Korupsi Budaya Indonesia?
4 November 2011Hari ini, 66 tahun setelah merdeka, kebiasaan itu belum hilang. Survey Transparency International terbaru, menempatkan pengusaha asal Indonesia sebagai salah satu yang paling gemar menyogok ketika berbisnis di luar negeri. Berdasarkan Bribery Payers Index atau Indeks Pembayar Suap di 28 negara, Indonesia menempati urutan ke-empat. Kita hanya kalah dari Rusia yang menempati urutan paling atas dalam perkara sogok-menyogok, disusul Cina dan Meksiko.
Kita tahu, kebiasaan menyogok itu dibawa oleh para pengusaha kita dari tanah air. Di Indonesia mereka terpaksa dan terbiasa membayar invisible cost. Tidak menyogok artinya tidak mendapat ijin usaha atau proyek: bisnis bisa mati.
Korupsi memang dekat dengan kita. Lihat saja, kita punya begitu banyak istilah: uang pelicin, uang rokok, uang transport, setoran, jabatan basah, salam tempel, cara damai, amplop yang kesemuanya adalah eufimisme dari perilaku korup yang biasa dilakukan sehari-hari.
Korupsi tidak hadir dari sebuah ruang hampa. Ia tumbuh subur karena puluhan tahun kita tidak punya sistem untuk mengontrol penyelenggara negara. Korupsi hari ini adalah warisan buruk otoritarianisme yang belum tuntas kita selesaikan.

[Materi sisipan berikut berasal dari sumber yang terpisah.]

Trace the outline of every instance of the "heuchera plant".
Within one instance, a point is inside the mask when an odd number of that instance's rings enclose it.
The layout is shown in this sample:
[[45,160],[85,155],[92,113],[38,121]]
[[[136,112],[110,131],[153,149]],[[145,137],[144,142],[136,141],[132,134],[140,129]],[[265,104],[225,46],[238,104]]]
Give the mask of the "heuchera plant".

Kini kita punya kebebasan dan demokrasi. Kebebasan membuka ruang bagi pers dan publik untuk mengontrol pejabat negara. Kita juga punya Komisi Pemberantasan Korupsi atau KPK, yang dengan segala keterbatasannya, bisa kita harapkan untuk menegakkan hukum dan menangkap para koruptor. Sementara demokrasi memungkinkan kita memilih pemimpin yang baik, dan menghukum penyelenggara negara yang gagal memberantas korupsi, dengan tidak memilihnya kembali lewat mekanisme pemilihan umum.
Reformasi, adalah peluang untuk memberantas korupsi. Agar kelak, kita tak harus lagi mengutip Bung Hatta yang mengatakan "korupsi sudah menjadi budaya kita".